22 December 2009

Great Article From Testing, Testing The health-care bill has no master plan for curbing costs. Is that a bad thing? by Atul Gawande

At the start of the twentieth century, another indispensable but unmanageably costly sector was strangling the country: agriculture. In 1900, more than forty per cent of a family’s income went to paying for food. At the same time, farming was hugely labor-intensive, tying up almost half the American workforce. We were, partly as a result, still a poor nation. Only by improving the productivity of farming could we raise our standard of living and emerge as an industrial power. We had to reduce food costs, so that families could spend money on other goods, and resources could flow to other economic sectors. And we had to make farming less labor-dependent, so that more of the population could enter non-farming occupations and support economic growth and development.

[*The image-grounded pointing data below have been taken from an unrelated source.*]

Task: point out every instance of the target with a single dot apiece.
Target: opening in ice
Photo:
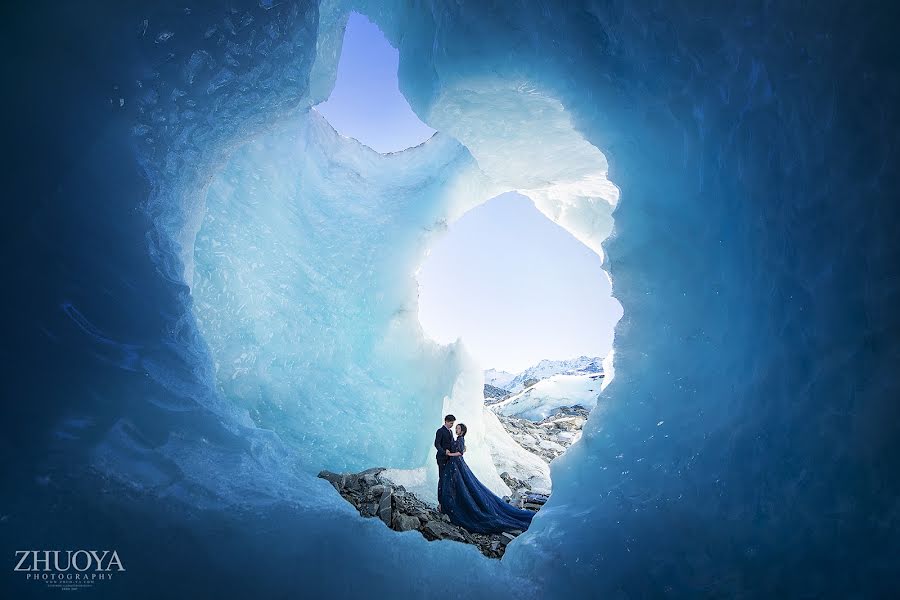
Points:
(305, 289)
(366, 103)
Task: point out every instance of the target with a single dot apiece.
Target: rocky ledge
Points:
(376, 496)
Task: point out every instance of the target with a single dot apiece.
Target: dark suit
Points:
(443, 440)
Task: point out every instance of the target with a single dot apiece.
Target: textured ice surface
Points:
(748, 445)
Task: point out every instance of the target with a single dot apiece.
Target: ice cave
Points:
(213, 295)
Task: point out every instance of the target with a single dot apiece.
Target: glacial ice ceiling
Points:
(732, 426)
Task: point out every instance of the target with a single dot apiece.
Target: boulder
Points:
(403, 522)
(385, 506)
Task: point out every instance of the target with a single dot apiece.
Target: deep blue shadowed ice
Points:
(210, 295)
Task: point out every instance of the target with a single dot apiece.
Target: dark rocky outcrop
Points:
(550, 437)
(374, 495)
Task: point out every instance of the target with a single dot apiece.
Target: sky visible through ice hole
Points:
(516, 287)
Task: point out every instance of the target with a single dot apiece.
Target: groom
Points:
(443, 441)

America’s agricultural crisis gave rise to deep national frustration. The inefficiency of farms meant low crop yields, high prices, limited choice, and uneven quality. The agricultural system was fragmented and disorganized, and ignored evidence showing how things could be done better. Shallow plowing, no crop rotation, inadequate seedbeds, and other habits sustained by lore and tradition resulted in poor production and soil exhaustion. And lack of coördination led to local shortages of many crops and overproduction of others.

You might think that the invisible hand of market competition would have solved these problems, that the prospect of higher income from improved practices would have encouraged change. But laissez-faire had not worked. Farmers relied so much on human muscle because it was cheap and didn’t require the long-term investment that animal power and machinery did. The fact that land, too, was cheap encouraged extensive, almost careless cultivation. When the soil became exhausted, farmers simply moved; most tracts of farmland were occupied for five years or less. Those who didn’t move tended to be tenant farmers, who paid rent to their landlords in either cash or crops, which also discouraged long-term investment. And there was a deep-seated fear of risk and the uncertainties of change; many farmers dismissed new ideas as “book farming.”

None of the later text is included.